In a Vast, Sleepy Valley

In sleep, our world balloons endlessly as our dreams spin fibers of imagination into vast tapestries of otherness. These are shot through with pieces and parts of things drawn from our waking lives and dotted with peculiar structures of meaning, the significance of which flees quickly upon sleep’s end. We grasp at this meaning that so recently seemed so very concrete as it sublimates into a frail wisp of something that was…something. You swear it was. It was something.

In the day, fragments of dreams may come back to us, especially if the dream itself was something onto which we attempted to hold tightly as the morning light left us blinking uncomfortably, the other world lurching and draining out of our eyes. Something funny, something scary, something mysterious hangs there in the haze. Something worth grasping at. A familiar face we only see in dreams. A symbol of something we would like to hold in our hands and examine more carefully.

I remember waking from a nightmare as a small boy. The details of the dream itself escape me now, but in the dream, I held small metal objects in my hands. They were shaped vaguely like inch-long dumbbells. In the dream, if I lost them, my father would die.

My mother woke me from the dream and tried to comfort me. And as I woke, I could still feel these objects in my hands, but I quickly realized that they were shrinking, smaller and smaller, smaller and smaller. I couldn’t explain to my mother what was happening. Nor could I prevent them from slipping away from me, eventually dissolving completely between my fingers at the moment I was fully awake.
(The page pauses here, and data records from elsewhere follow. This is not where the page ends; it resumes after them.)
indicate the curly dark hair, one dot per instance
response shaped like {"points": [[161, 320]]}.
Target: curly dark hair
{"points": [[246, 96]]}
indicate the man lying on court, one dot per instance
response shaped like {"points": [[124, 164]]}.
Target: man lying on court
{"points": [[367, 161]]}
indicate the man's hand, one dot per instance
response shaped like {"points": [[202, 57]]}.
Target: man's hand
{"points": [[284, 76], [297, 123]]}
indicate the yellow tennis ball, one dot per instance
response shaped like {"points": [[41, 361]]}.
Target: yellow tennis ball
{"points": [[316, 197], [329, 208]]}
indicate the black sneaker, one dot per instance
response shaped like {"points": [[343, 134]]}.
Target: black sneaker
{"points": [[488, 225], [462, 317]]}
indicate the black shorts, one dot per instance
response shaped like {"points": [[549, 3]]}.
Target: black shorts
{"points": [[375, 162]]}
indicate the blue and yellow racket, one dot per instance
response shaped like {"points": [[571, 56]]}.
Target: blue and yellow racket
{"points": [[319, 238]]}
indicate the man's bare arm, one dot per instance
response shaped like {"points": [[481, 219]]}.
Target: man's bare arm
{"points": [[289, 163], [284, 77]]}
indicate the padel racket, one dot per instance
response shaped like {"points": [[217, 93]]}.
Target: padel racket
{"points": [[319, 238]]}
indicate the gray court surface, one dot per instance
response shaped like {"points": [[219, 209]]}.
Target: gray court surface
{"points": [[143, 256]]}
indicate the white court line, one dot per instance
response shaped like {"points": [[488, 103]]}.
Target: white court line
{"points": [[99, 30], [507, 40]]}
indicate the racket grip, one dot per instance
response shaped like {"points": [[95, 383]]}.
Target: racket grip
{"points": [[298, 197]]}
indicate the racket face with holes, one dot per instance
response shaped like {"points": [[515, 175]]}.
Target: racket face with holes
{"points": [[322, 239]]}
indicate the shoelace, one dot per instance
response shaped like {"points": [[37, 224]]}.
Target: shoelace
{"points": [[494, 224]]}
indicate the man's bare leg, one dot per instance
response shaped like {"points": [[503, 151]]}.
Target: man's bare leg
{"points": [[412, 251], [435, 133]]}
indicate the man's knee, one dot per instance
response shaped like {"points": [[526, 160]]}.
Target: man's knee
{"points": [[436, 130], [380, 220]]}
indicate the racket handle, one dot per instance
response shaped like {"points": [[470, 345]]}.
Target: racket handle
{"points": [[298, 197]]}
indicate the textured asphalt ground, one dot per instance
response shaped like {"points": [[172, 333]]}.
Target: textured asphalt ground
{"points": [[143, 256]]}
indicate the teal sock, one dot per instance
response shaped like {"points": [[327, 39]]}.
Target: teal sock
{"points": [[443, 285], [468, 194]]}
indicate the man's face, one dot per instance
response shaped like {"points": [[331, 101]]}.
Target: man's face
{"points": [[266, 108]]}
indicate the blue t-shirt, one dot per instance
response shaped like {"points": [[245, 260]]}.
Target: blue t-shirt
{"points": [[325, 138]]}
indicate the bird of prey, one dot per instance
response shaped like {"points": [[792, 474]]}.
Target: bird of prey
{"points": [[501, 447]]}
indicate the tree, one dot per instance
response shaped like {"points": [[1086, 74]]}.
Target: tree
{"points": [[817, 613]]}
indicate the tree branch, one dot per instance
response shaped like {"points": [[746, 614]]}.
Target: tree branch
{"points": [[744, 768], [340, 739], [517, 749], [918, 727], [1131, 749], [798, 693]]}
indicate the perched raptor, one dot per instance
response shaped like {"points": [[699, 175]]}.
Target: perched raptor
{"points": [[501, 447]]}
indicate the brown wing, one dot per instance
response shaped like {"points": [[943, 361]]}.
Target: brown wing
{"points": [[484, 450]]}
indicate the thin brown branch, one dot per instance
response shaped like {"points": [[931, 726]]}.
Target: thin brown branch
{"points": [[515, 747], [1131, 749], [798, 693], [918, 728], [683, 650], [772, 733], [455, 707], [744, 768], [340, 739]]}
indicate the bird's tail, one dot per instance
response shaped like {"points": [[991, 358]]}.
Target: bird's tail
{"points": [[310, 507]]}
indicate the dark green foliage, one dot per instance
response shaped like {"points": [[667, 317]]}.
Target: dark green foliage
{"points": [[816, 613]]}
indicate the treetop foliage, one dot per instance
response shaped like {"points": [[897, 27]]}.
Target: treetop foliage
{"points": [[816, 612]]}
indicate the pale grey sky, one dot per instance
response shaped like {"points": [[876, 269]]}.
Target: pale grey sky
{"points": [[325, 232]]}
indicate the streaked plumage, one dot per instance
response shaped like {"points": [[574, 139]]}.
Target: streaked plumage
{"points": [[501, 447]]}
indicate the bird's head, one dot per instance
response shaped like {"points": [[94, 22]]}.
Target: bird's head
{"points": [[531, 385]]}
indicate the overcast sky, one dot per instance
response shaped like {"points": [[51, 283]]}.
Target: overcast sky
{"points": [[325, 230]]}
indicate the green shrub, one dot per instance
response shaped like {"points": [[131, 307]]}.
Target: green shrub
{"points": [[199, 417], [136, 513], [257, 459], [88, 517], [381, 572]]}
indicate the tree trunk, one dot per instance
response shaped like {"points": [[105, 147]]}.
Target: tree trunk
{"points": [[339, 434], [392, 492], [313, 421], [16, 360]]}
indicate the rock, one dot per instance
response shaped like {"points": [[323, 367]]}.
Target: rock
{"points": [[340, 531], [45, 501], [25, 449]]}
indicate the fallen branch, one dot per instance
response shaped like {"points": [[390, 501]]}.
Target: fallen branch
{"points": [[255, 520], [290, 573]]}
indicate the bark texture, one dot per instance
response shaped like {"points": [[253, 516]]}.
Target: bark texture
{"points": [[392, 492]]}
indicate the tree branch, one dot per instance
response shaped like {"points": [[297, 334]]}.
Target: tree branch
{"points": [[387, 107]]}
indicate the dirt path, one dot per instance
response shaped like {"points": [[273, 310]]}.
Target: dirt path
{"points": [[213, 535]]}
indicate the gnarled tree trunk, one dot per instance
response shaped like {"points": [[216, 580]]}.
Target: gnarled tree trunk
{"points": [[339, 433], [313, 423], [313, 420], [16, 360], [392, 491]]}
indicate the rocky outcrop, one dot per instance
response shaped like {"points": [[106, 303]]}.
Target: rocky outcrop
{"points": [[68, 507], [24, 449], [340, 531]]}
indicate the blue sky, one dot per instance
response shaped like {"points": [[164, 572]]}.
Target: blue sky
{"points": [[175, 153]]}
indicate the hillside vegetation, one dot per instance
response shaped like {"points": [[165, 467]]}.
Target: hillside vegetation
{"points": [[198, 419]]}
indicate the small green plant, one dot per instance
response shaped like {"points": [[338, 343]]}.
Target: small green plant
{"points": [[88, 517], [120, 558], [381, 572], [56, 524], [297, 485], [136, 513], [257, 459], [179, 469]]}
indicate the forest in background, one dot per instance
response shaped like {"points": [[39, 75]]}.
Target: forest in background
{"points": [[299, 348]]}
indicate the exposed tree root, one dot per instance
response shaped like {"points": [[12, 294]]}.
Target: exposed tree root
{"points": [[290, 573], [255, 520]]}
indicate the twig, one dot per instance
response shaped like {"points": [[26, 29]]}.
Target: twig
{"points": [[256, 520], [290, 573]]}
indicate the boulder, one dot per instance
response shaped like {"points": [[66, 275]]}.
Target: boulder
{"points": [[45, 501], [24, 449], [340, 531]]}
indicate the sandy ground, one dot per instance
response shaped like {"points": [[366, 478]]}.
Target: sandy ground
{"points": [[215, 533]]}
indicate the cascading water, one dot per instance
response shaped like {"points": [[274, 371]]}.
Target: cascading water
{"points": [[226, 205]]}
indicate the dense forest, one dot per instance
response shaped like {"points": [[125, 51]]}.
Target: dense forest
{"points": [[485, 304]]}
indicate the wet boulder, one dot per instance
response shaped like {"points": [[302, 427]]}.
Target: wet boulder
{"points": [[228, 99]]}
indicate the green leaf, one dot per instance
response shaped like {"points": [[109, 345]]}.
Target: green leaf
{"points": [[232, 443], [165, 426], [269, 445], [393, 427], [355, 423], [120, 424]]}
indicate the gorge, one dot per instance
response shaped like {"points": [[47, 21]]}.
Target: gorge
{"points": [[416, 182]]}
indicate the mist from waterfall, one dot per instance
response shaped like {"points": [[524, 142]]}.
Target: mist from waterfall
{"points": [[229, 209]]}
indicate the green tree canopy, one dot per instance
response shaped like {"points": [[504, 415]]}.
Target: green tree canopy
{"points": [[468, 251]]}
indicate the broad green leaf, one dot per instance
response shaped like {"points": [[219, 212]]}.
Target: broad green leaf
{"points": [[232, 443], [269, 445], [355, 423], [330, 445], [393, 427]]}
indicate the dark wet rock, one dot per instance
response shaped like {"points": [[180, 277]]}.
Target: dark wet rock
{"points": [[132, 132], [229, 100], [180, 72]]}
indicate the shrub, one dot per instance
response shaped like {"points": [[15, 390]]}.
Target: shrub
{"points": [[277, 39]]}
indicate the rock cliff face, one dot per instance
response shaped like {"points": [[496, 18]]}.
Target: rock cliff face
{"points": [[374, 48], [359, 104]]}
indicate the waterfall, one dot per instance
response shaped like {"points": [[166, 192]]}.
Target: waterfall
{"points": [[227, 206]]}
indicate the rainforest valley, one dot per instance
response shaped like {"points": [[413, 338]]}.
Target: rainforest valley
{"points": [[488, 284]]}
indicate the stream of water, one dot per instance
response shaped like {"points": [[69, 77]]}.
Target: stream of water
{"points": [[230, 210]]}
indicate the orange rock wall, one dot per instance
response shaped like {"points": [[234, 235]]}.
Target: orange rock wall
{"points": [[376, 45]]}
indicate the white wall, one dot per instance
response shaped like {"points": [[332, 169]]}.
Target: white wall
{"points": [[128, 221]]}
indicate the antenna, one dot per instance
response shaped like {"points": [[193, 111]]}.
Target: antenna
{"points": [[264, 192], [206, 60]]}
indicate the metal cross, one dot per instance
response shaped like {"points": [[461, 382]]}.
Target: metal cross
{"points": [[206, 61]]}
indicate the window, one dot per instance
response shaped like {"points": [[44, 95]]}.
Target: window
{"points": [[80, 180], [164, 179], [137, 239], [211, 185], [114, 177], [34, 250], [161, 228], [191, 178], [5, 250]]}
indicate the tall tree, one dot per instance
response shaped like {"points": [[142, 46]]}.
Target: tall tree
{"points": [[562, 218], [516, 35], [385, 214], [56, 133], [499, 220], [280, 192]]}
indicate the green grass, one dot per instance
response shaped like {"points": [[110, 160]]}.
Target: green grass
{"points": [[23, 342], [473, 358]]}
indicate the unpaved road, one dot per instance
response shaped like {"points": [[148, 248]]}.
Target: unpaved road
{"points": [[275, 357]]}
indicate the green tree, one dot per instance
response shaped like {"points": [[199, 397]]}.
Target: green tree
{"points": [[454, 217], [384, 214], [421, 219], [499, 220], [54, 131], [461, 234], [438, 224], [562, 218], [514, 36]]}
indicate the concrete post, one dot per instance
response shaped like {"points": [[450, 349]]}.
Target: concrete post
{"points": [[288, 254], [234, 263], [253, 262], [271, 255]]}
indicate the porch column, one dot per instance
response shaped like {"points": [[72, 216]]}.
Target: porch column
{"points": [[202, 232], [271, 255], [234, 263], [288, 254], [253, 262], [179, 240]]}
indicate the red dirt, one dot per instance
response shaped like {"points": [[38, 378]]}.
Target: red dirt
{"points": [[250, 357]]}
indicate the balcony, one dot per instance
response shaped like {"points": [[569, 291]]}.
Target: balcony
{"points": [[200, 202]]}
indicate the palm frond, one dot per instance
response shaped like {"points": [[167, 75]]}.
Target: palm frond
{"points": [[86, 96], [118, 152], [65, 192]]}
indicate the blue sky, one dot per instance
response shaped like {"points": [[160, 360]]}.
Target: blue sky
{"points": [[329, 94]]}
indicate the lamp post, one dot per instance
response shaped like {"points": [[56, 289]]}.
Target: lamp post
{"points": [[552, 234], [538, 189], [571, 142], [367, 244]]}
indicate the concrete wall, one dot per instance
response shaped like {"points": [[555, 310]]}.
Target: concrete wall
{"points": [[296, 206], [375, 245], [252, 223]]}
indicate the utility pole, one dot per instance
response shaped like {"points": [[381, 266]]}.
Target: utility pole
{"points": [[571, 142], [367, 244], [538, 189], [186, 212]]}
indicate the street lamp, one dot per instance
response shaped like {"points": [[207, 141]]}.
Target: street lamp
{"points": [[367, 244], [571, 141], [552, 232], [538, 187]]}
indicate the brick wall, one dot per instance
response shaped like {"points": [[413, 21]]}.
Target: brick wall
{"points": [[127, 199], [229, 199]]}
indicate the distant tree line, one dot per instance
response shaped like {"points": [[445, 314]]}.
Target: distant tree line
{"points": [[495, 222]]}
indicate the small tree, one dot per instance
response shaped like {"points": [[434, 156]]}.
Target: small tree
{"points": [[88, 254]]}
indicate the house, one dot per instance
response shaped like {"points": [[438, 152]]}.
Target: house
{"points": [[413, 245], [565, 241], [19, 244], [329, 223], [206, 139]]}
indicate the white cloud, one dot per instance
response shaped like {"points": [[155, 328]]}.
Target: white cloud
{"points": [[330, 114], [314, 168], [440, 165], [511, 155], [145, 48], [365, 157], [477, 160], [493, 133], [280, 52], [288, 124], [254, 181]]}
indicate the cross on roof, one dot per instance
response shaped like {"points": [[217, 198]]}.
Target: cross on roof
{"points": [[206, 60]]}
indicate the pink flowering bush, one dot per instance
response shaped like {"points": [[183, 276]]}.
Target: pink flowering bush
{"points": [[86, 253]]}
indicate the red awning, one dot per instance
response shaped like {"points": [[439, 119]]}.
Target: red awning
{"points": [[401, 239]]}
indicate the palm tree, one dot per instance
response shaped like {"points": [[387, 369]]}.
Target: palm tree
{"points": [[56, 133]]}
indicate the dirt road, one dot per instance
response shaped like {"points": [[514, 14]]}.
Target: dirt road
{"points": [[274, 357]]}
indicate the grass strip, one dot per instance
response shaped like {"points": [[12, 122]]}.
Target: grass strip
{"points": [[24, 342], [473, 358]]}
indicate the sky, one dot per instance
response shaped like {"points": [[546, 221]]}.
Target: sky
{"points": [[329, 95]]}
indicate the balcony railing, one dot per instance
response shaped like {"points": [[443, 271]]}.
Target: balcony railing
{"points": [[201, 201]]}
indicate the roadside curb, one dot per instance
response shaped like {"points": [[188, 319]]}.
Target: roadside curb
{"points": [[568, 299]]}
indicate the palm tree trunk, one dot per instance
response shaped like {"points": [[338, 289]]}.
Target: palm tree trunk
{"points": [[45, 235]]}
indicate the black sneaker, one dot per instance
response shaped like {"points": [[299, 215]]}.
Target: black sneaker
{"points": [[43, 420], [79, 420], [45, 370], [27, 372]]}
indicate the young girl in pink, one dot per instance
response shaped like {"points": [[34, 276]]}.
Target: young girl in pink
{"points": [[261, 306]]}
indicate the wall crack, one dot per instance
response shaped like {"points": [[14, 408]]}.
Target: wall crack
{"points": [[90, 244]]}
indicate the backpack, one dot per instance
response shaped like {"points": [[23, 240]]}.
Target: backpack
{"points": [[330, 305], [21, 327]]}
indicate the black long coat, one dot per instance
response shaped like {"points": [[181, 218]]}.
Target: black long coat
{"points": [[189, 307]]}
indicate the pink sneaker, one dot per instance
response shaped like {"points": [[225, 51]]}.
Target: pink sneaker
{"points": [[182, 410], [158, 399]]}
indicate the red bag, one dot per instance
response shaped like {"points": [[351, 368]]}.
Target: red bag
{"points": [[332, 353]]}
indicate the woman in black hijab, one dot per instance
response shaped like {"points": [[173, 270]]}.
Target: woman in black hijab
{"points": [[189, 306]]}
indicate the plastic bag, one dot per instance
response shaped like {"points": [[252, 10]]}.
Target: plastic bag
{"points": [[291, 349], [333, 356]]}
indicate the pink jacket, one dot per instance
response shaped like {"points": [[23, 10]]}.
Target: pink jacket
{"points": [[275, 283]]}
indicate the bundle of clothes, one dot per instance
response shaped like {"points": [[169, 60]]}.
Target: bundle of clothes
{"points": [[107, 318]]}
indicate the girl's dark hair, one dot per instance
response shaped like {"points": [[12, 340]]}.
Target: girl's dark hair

These things are like a morning fog that burns off with the sun. Even when they were there, you could never really take hold of them. They are real but intangible. You can’t really transport them cleanly from the dream world to the waking world. Whatever you manage to hold onto becomes distorted, damaged in the process.

But there is also an in-between place that flickers into existence to temporarily bridge the two worlds. It materializes when a door opens to the waking world, and the sleeping world begins to leak out, slow and fast all at once, like a somnolent, ground-hugging cloud.

These clouds create a suction as they flow out the door, the vacuum expanding cavernously into dreamspace and sucking the real world into it. Tendrils of the ether pull strands of the real into the unreal.

I have visited this place many times.

Recently, I have found myself partly awake in the dead of the night. The physical space around me is distorted, stretched into impossible proportions. My girlfriend, while in reality just at my side in our small bed, seems impossibly far away. How did she get all the way over there? A great valley seems to stretch out between us, dark and populated with strange trees. I worry that she is too far away and I don’t understand how we wound up in this situation. But then, with great effort, I manage to extend my arm out toward her. It elongates into the darkness, stretching across the vast, sleepy valley until it finds her.

I pull her to me and the distance closes until she is finally right there once again, next to me and sleeping peacefully, wholly unaware of either our separation or my struggle to get her back.